Change frequency: Every 12 hours

Sizes: One size fits most

Activity level: High 💪 💪 💪

Where do they go? In the vagina, around the cervix

What are menstrual discs?

Menstrual discs are one of the newest period products on the market. There are a few brands out there, but Flex Discs™ are made with medical-grade polymers that make them body-safe and hypoallergenic. Plus, they are non-porous which means they won’t mess with your vagina’s natural flora/pH or host toxic bacteria. 

Menstrual discs sit around the cervix in the widest part of the vaginal canal called the vaginal fornix. It’s the widest part of the vagina with fewer nerve endings.

Because of where it sits and what it is made of, the disc collects period blood and doesn’t expand or press on the vaginal walls, essentially making it more comfortable for many menstruators than tampons and has even shown to reduce cramps in surveyed users. Plus, menstrual discs can be worn safely for up to 12 hours, allowing you to sleep in, work out, without having to make constant trips to the bathroom.

Compared to tampons, some menstrual discs, like Flex Disc can hold 5+ super tampons worth of menstrual blood. With one size, you won’t have to worry about buying multiple-sized products if you have a light, medium, or heavy flow as the disc can hold it all.

Menstrual discs are inserted and removed by hand (there’s no applicator or string for removal).
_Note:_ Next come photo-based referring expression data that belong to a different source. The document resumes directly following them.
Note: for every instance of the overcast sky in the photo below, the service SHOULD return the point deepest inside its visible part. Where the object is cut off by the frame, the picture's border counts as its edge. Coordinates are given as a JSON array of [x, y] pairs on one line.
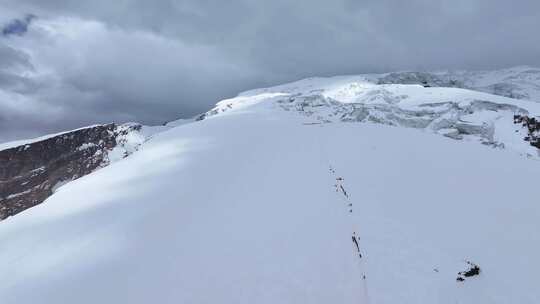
[[70, 63]]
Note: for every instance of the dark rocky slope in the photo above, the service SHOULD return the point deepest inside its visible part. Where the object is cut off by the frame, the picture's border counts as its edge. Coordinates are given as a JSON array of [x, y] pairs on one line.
[[29, 173]]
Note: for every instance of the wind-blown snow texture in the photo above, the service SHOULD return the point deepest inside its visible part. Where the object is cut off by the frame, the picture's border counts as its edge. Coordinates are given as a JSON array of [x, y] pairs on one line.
[[258, 202]]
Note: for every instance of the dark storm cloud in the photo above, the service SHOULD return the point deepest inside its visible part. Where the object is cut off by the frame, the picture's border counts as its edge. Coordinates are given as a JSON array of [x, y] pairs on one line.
[[17, 26], [152, 61]]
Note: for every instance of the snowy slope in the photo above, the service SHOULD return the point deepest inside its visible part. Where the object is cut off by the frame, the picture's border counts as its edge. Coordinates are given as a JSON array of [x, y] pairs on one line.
[[522, 82], [259, 201], [456, 113]]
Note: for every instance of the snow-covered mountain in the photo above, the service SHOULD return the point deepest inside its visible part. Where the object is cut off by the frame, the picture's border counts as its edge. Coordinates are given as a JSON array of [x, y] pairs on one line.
[[326, 190]]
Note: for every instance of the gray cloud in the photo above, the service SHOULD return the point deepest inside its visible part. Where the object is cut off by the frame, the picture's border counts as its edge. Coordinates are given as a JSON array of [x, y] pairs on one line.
[[18, 26], [151, 61]]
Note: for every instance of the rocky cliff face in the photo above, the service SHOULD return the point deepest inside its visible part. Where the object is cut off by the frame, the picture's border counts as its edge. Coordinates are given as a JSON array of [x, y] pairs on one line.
[[30, 173]]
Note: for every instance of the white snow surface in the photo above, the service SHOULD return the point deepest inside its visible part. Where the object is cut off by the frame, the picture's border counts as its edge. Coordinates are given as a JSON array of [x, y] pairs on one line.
[[242, 207]]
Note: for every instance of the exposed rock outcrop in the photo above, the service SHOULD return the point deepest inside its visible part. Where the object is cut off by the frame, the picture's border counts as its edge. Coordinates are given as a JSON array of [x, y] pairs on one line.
[[29, 173]]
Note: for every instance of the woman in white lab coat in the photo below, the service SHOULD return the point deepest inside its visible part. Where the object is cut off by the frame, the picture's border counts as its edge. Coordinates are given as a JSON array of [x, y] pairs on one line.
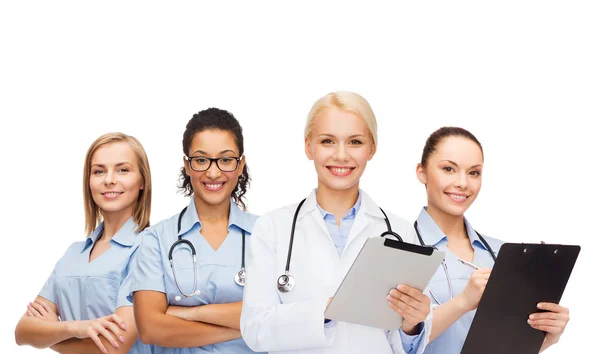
[[332, 226]]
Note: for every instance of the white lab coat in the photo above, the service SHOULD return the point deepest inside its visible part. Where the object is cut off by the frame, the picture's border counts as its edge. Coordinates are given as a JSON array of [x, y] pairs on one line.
[[293, 322]]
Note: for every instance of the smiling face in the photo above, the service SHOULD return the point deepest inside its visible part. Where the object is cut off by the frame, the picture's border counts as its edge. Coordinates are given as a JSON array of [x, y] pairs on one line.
[[115, 179], [452, 176], [213, 186], [340, 144]]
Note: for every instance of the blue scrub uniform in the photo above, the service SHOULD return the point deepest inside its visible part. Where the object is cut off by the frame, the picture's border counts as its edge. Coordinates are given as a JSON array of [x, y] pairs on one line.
[[452, 340], [84, 290], [215, 268]]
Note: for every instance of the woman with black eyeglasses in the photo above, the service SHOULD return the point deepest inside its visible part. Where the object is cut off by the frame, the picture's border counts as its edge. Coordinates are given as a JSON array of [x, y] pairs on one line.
[[189, 274]]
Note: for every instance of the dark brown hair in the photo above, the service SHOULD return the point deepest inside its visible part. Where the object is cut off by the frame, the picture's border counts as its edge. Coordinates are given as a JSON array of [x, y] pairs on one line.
[[445, 132], [216, 119]]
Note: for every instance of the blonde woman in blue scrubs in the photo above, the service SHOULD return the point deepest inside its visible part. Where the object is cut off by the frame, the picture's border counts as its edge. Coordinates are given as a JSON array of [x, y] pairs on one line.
[[451, 169], [187, 304], [83, 306]]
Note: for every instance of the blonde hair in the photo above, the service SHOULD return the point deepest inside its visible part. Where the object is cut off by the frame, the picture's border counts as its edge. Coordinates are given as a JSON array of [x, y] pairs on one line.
[[141, 211], [345, 101]]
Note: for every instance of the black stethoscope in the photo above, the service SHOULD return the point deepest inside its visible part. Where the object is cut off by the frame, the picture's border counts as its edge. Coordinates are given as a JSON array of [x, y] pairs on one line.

But unlike tampons, they glide in and out even on your lightest days. If you’re worried about touching menstrual blood, try taking your disc out in the shower to make it easy. If you’re someone that always likes to have a backup, menstrual discs can also be worn with period underwear (period panties).

Another plus is that there are both disposable and reusable options available. For example, Flex Reusable Disc can hold 6+ super tampons’ worth of period blood and it can last for years.

Menstrual discs are best if you…

✓ want a product that you can wear for a full day (up to 12 hours!)
✓ want to reduce the risk of Toxic Shock Syndrome (TSS)
✓ are sensitive to tampons
✓ get frequent yeast infections or BV from organic tampons
want one product for all your flows (light, medium, or heavy flow) or if you have PCOS or endometriosis
✓ are going swimming
want to have period sex without period blood getting in the way
✓ hope to reduce extra period pain as they are designed to reduce cramps

Pass if you…

✗ are uncomfortable with having a product in your body
✗ are not comfortable touching your body

This article is informational only and is not offered as medical advice, nor does it substitute for a consultation with your physician. If you have any gynecological/medical concerns or conditions, please consult your physician.